La crisis de resultados sitúa al Atzeneta UE "en la UCI" a falta de siete finales para el cierre de la liga

El club valldalbaidí marca el límite de la salvación con solo dos puntos de ventaja sobre el descenso y el director deportivo Jesús Soler alerta sobre el peligro del efecto arrastre

Declaraciones de Jesús Soler sobre el futuro del Atzeneta UE y la amenaza del efecto arrastre

Atzeneta d'Albaida (La Vall d'Albaida)

El Atzeneta UE atraviesa su momento más crítico de la temporada tras la dolorosa derrota sufrida este domingo en su propio feudo. El equipo llegaba a la cita con la urgencia máxima de vencer a un rival directo como el Utiel para romper una dinámica negativa y escapar de la zona de peligro, pero el resultado fue un contundente 1-3 que deja al club en una situación límite.

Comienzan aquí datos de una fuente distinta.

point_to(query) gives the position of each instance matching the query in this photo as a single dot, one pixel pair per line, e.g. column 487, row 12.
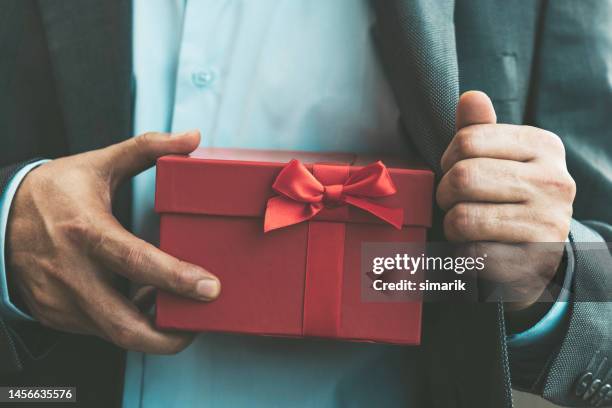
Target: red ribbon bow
column 302, row 196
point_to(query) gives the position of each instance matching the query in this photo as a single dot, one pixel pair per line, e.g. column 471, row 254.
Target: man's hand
column 65, row 249
column 506, row 184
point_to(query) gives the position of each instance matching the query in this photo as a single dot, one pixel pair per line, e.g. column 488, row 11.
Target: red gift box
column 283, row 231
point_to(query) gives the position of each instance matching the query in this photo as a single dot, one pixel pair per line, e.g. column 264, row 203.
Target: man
column 67, row 70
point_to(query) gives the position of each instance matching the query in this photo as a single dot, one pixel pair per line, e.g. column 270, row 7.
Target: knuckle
column 136, row 259
column 124, row 335
column 460, row 176
column 179, row 276
column 466, row 142
column 458, row 220
column 562, row 184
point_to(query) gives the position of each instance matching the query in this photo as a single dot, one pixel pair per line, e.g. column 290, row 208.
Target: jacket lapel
column 417, row 42
column 465, row 343
column 90, row 49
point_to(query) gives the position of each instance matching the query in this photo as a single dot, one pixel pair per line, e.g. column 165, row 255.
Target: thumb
column 474, row 108
column 128, row 158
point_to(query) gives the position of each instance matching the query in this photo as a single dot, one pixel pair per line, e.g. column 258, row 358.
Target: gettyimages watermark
column 478, row 272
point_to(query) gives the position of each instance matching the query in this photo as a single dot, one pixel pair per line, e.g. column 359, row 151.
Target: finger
column 141, row 262
column 474, row 108
column 128, row 158
column 507, row 142
column 471, row 222
column 144, row 298
column 120, row 322
column 484, row 180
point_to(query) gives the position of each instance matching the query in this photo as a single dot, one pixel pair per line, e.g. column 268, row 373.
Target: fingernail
column 208, row 288
column 185, row 133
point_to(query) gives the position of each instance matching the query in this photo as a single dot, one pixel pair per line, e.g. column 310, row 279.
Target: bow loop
column 302, row 196
column 333, row 194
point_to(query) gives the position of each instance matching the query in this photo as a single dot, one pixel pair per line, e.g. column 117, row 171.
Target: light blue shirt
column 268, row 74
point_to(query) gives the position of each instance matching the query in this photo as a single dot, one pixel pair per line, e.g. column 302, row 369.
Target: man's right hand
column 65, row 249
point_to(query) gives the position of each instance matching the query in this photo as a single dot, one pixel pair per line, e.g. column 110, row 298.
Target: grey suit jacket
column 65, row 87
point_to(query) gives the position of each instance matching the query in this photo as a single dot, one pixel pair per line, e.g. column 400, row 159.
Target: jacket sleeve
column 571, row 96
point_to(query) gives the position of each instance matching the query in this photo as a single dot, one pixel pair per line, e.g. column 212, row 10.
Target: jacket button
column 584, row 382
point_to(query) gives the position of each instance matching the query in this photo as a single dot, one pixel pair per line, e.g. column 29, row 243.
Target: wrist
column 521, row 318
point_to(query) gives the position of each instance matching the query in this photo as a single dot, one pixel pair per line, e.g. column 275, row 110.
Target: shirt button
column 202, row 79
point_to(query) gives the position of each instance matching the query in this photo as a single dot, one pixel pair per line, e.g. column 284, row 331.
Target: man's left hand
column 506, row 184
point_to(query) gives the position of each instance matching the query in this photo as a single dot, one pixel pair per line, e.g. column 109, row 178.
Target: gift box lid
column 238, row 182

Tras la destitución el pasado jueves de Luís Navarro, el conjunto "taronja" saltó al campo bajo la dirección interina del preparador físico, Pablo Carbonell, con el objetivo de lograr un revulsivo anímico que finalmente no se produjo sobre el césped de El Regit.

El encuentro se puso cuesta arriba casi desde el pitido inicial, ya que a los nueve minutos el Utiel se adelantó gracias a una acción de Diego Junquero. Antes del descanso, el equipo visitante amplió la ventaja mediante Rolanía, dejando al Atzeneta moralmente hundido. En la segunda mitad, la sentencia definitiva llegó en el minuto 53 con el 0-3, de nuevo obra de Rolanía tras un centro lateral.

Aunque Leo Ramírez consiguió maquillar el marcador desde el punto de penalti en los instantes finales, la sensación de impotencia fue evidente. El Atzeneta se sitúa ahora a solo dos puntos del descenso directo, una realidad alarmante para una entidad acostumbrada a cotas más altas.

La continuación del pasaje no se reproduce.